Lululemon Athletica (LULU 1.70%) had a great run when consumers were eagerly spending in 2021 and 2022, and its momentum has continued into the post-pandemic period. Revenue in the most recent quarter was up a blazing 20% after accounting for currency exchange rate swings.

That spike was powered by rising market share and a booming international segment. Executives said in late August that these successes illustrate the "significant runway ahead" as the brand pushes into new countries, new demographics, and new product categories.

The athleisure specialist continues to impress on profits, too, with its operating margin rising above 20% of sales compared to Nike's 12% rate. It's worth paying a bit more for that type of industry-leading performance.

2. Okta

Okta (OKTA -0.76%) has been giving investors plenty to celebrate in 2023. The cybersecurity and digital identity management company just posted a 23% sales increase that was powered by a growing customer base plus larger average contract sizes. "Both new and existing customers are getting tremendous value from the Okta platform," management said in late August.
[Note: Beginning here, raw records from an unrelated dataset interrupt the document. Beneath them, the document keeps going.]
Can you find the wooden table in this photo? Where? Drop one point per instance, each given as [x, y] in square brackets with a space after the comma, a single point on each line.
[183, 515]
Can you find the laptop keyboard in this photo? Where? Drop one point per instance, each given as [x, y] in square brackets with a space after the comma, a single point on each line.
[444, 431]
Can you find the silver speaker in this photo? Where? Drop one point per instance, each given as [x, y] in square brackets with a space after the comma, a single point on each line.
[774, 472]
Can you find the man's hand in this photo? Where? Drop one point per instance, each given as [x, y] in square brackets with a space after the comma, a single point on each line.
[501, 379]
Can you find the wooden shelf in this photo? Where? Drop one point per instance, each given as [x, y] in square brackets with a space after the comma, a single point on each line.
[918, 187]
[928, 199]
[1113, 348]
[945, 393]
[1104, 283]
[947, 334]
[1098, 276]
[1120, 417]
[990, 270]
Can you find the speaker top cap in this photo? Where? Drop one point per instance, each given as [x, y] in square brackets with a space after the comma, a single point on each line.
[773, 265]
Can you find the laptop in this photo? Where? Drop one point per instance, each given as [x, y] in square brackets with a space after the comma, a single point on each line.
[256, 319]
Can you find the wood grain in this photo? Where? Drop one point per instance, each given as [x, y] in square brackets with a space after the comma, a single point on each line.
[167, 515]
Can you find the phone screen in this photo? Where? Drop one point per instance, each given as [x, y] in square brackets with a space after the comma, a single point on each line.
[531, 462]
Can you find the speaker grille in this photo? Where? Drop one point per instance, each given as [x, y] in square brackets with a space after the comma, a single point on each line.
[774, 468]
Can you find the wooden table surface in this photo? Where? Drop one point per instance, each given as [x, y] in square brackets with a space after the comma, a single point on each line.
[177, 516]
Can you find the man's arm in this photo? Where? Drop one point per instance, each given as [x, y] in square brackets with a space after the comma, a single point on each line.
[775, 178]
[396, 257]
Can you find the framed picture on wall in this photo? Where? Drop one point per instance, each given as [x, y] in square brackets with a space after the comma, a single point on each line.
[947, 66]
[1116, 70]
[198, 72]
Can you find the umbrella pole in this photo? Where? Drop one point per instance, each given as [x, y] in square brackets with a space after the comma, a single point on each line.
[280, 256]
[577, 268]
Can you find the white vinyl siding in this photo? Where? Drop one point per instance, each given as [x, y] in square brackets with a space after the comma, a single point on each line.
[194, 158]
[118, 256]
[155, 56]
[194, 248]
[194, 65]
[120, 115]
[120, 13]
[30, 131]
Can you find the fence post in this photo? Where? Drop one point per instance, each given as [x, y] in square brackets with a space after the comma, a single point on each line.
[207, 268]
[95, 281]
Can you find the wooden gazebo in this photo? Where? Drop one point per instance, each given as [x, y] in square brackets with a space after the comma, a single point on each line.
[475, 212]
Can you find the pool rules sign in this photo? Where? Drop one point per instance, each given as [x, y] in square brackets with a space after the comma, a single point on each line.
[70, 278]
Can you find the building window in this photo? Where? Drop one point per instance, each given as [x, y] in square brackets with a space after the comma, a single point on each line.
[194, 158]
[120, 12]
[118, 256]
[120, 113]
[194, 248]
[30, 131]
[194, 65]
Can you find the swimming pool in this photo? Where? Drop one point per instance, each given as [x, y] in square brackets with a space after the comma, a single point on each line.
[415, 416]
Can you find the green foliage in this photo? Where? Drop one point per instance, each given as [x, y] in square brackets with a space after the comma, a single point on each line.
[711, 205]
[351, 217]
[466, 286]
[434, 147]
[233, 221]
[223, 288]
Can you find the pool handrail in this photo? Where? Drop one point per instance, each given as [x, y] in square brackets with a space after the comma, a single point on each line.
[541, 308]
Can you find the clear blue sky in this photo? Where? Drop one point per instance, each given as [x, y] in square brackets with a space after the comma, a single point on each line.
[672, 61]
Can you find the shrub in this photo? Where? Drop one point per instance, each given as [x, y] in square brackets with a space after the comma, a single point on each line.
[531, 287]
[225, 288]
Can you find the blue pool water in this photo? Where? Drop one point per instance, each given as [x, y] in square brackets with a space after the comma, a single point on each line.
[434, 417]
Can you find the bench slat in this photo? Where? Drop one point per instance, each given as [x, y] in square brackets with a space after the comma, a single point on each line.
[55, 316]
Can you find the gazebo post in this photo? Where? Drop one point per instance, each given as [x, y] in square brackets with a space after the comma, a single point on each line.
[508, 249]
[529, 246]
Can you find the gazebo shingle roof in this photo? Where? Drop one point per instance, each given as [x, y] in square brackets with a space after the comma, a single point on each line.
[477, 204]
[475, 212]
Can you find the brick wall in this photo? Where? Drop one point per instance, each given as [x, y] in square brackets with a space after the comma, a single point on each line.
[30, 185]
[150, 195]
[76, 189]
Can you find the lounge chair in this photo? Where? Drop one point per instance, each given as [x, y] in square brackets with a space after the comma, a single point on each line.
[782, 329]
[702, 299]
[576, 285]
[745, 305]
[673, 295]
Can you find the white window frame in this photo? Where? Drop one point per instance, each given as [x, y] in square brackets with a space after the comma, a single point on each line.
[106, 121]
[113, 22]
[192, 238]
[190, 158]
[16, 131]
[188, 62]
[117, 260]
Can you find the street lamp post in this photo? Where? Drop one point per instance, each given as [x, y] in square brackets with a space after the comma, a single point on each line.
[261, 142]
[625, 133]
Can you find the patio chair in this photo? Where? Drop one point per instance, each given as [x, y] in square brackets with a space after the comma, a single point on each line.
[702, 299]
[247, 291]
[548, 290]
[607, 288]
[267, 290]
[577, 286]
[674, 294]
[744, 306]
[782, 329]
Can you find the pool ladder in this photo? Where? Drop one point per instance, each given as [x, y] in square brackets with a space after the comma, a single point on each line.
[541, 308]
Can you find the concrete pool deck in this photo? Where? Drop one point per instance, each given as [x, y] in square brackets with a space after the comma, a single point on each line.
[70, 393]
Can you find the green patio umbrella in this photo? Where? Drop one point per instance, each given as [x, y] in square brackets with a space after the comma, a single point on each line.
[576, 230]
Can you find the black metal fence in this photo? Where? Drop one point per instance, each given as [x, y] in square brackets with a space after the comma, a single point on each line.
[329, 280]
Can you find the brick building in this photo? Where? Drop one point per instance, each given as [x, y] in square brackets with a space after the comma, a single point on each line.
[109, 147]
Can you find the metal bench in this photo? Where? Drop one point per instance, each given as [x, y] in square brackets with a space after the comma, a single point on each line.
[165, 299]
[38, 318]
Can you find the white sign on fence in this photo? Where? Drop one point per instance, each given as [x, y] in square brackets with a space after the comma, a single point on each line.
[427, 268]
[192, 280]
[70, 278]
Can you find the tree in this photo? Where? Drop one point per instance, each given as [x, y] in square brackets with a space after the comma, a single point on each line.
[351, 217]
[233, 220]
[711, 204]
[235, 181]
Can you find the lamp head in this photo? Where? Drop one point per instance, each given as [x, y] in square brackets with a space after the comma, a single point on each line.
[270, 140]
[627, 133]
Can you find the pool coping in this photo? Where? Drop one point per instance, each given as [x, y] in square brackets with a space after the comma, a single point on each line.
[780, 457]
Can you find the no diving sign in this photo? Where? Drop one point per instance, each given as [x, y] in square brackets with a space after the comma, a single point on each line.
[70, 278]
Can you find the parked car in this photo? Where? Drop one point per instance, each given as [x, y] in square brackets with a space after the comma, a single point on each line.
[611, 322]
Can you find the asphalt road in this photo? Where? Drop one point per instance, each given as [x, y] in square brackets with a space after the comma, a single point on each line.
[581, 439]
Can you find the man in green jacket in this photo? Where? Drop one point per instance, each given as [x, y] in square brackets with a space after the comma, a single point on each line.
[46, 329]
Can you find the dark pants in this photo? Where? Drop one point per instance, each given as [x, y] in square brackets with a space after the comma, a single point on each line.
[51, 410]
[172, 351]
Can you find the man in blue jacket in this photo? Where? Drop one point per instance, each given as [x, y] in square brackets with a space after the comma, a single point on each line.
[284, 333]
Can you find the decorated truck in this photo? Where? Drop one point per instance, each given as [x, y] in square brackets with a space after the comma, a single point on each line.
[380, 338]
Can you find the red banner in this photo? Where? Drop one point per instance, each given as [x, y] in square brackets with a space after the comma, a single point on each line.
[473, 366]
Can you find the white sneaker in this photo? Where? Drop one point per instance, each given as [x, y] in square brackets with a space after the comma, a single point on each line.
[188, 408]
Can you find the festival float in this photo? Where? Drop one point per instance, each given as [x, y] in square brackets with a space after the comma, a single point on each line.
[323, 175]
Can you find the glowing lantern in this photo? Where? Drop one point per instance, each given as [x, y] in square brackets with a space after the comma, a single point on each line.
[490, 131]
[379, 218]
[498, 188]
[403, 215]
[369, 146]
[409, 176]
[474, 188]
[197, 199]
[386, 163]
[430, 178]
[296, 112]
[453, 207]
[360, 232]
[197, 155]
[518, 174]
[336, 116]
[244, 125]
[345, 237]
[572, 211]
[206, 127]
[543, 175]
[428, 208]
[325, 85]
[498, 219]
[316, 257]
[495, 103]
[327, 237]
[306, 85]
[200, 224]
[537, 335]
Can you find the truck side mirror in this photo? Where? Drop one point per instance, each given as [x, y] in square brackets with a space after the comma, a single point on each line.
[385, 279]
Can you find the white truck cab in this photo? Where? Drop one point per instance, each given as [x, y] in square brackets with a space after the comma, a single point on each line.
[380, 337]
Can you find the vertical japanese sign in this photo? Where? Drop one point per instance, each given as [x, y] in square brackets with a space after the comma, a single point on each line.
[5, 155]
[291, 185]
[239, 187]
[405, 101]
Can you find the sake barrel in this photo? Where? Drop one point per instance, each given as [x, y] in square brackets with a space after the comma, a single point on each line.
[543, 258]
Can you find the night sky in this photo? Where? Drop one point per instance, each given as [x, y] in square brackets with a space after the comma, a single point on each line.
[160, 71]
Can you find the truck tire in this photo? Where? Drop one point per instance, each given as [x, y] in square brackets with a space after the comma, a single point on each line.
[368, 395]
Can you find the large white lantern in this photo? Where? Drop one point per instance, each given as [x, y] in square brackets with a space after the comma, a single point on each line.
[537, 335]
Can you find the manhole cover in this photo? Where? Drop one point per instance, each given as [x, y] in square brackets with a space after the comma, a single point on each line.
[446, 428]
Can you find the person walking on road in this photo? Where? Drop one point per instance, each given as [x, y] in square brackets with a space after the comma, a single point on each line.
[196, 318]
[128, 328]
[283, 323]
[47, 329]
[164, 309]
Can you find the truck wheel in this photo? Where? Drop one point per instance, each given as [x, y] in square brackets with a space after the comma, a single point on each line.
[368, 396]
It's true that Okta isn't generating net profits right now. But operating losses in Q2 improved to 29% of sales from 46% of sales a year earlier. The software-as-a-service company is generating positive cash flow, too, and there's room to expand on that success in 2023 and beyond. Executives are projecting a 15% free cash flow margin this year, in fact.

Despite an 18% surge in 2023, the stock isn't much more expensive than it was at the start of this year. Investors can own Okta shares for an attractive 6 times annual sales today.

3. Roku

Investors shouldn't let Roku's (ROKU 1.29%) lack of profitability scare them away from this growth stock. The streaming video company is seeing excellent engagement, after all, with hours watched jumping by 4 billion to cross 25 billion last quarter. Management is predicting faster revenue gains in Q3 as well thanks to a recovery in the digital advertising market.

Investors should be even more excited about how the platform will become more valuable to content owners, advertisers, and viewers in the coming years. Roku demonstrated some of that potential with a recent partnership with Shopify to allow for direct purchases through streaming ads. Look for many more such innovations ahead.

Meanwhile, a recently announced cost-cutting program will likely speed up Roku's return to profitability even assuming a sluggish advertising market stretching into 2024. The company is diversifying its revenue streams right now by monetizing its huge data sets and pushing into more smart home devices. These projects will take some time before they start boosting annual earnings, but patient investors are still likely to benefit from holding shares over the next several years.